Peace Corps News: After Tea Party Defeat over Abortion Lie, Former Congressman Steve Driehaus (RPCV Senegal) to Direct Peace Corps Swaziland AIDS Program
475driehaus
In 2008, it had been 14 years since a Democrat represented the Ohio congressional district that includes most of the City of Cincinnati and Western Hamilton County but Senegal RPCV Steve Driehaus linked incumbent Republican Steve Chabot to President George W. Bush, and managed to defeat him 52 percent to 48 percent in an upset victory.

Driehaus comes from a family that has been likened to the Kennedys - large, deeply ingrained in the Democratic Party, serving in the public arena and headed by a family patriarch who wanted to see his children succeed in politics.

Driehaus came to the job having just finished four terms in the Ohio House of Representatives and his sister, Denise Driehaus, was elected to fill his vacant seat.

In his new job, Driehaus lived a dream that his father, Don, once chased in 1968 when he ran for the same congressional seat and lost. “My father felt very deeply that service through public office was a very honorable thing, that you could achieve real change for people through elected office.”

Driehaus joined RPCVs Mike Honda, Sam Farr, and Tom Petri in the House of Representatives in 2008 and became a member of the Democratic caucus.

However Driehaus’s vote for the Obama Healthcare legislation led to his defeat in the 2010 election after he was targeted by the Tea Party and an anti-abortion group who lied about Driehaus’s pro-life record and now Driehaus has filed a complaint that could serve as a test case for election laws nationwide when he accused a tea party group, the Susan B. Anthony List  of a lie that cost him his job in Congress.
475driehausabortion

The dispute began last year when the Susan B. Anthony List tried to post billboards in Mr.
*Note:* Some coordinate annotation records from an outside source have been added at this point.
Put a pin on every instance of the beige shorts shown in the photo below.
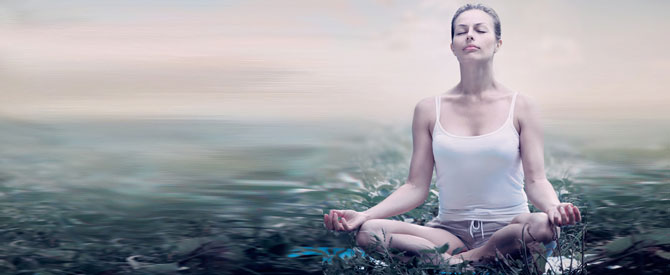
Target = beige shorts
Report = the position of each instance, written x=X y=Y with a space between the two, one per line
x=473 y=233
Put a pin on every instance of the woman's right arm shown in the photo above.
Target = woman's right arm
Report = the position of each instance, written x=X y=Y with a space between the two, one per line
x=415 y=190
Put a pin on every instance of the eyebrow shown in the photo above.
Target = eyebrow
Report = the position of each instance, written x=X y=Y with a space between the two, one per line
x=464 y=25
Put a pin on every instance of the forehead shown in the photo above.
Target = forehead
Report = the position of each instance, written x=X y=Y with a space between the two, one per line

Driehaus‘ Cincinnati-area district accusing him of supporting “taxpayer funded” abortions when he voted for the Obama administration’s health care initiative and Driehaus filed a complaint with state election officials that the signs were illegal under Ohio’s “false statements” law. The billboard company, not wanting to be added to the complaint, refused to put up the signs.

The Susan B. Anthony List fired back by filing a lawsuit in U.S. District Court arguing that the state election law governing false claims is unconstitutional because it violates the group’s right to free speech.

Driehaus responded by filing a counterclaim for defamation, saying the group’s attacks during his 2010 campaign resulted in “loss of livelihood.”

The Susan B. Anthony List says it spent about $200,000 on radio spots, mailers, telephone calls and other methods to oppose the Driehaus campaign. The group also shelled out a total of $11 million nationwide during the 2010 midterm election campaign season to oppose candidates whom it considered sympathetic to abortion, even though some of those candidates — including Mr. Driehaus — identified themselves as “pro-life.”

Mr. Driehaus‘ defense says he is “well known for opposing abortion” and worked to ensure that health care law didn’t provide for taxpayer-funded abortions. “Rather than credit Mr. Driehaus for this accomplishment, the SBA List has falsely characterized him as voting for a bill that includes taxpayer funding for abortions, when the SBA List knows the exact opposite to be true,” the lawsuit says.

475driehauscongress

Photo Credit: Gannett/Stephen J Boitano
In the meantime, while the case drags on through the courts, Driehaus will leave the U.S. in June to become the Peace Corps’ Country Director in Swaziland directing a group of about 75 Peace Corps volunteers in Swaziland, all of them doing AIDS and HIV prevention education in the country with the worst HIV problem in the world.

“This is something I felt I needed to do,’’ said Driehaus, 44, who was a Peace Corps volunteer in West Africa in the late 1980s. “This is a job where I can make a difference.”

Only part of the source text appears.